La meta de fondo de San Félix va más allá: proteger el 30% de las aguas mediterráneas españolas antes de 2030, en línea con los compromisos internacionales de conservación. El proyecto de posidonia oceánica es, en ese contexto, mucho más que jardinería submarina.
Las amenazas sobre los fondos de Baleares: ¿Por qué es tan difícil este objetivo medioambiental?
Plantar posidonia bajo el mar no tiene nada de sencillo.

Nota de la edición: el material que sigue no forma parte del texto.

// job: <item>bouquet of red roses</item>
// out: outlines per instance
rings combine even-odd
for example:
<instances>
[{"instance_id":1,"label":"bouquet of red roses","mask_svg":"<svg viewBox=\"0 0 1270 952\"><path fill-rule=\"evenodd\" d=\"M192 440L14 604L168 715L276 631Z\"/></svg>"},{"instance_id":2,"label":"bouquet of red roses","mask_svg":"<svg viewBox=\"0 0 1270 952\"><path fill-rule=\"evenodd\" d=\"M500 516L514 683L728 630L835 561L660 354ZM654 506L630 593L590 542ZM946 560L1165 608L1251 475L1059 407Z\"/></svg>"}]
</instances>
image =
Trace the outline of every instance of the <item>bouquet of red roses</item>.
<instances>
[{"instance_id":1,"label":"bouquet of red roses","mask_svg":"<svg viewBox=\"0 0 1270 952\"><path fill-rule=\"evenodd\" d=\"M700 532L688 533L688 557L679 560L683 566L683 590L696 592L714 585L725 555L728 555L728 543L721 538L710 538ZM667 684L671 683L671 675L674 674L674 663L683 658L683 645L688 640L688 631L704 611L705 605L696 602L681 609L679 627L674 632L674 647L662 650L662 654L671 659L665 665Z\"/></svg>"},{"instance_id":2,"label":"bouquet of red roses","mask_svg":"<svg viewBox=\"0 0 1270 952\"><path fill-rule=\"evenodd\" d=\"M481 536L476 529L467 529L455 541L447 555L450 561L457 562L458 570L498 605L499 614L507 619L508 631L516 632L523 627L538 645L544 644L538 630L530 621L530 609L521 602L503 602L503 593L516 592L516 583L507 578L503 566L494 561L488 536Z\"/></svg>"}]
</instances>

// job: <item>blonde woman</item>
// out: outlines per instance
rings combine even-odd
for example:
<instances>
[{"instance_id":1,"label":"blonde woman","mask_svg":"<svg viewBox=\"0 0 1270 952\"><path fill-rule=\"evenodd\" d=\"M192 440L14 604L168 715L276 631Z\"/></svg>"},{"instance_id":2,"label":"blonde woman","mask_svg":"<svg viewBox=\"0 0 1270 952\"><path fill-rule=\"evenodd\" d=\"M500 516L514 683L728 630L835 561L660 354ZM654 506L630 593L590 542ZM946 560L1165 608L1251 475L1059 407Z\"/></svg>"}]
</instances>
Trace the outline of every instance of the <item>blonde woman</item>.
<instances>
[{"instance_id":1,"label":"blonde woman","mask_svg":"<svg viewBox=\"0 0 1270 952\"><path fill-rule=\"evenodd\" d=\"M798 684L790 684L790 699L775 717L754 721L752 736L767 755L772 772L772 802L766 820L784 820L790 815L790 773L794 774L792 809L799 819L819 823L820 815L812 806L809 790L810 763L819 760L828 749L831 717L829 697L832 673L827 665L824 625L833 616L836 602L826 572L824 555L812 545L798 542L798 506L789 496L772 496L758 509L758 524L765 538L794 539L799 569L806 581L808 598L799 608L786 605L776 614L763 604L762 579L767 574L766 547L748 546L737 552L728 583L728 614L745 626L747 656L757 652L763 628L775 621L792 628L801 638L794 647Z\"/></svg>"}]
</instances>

Los buceadores recogen fragmentos de rizoma que se han desprendido de forma natural (sin dañar las praderas existentes), los trasladan al área de restauración y los fijan al sustrato rocoso con pequeños clavos y alambre de aluminio biodegradable.
Las raíces empiezan a desarrollarse a los seis meses y la planta queda anclada por sí sola al cabo de un año.
El mayor desafío es meramente físico: mantener el brote fijo mientras las corrientes submarinas tiran de él de forma continua. Y es que, a diferencia de la jardinería en tierra, no hay riego ni abono. Solo paciencia y corrientes.
Entre tanto, las amenazas que empujaron a la posidonia al declive siguen activas. El fondeo indiscriminado de embarcaciones destroza en minutos lo que tarda décadas en crecer. A eso se suman la pesca de arrastre, los vertidos de aguas residuales y la acuicultura intensiva.
Así, en Baleares, la presión turística añade una capa de dificultad extra. Cada verano, miles de embarcaciones anclan sobre praderas que ya estaban en retroceso.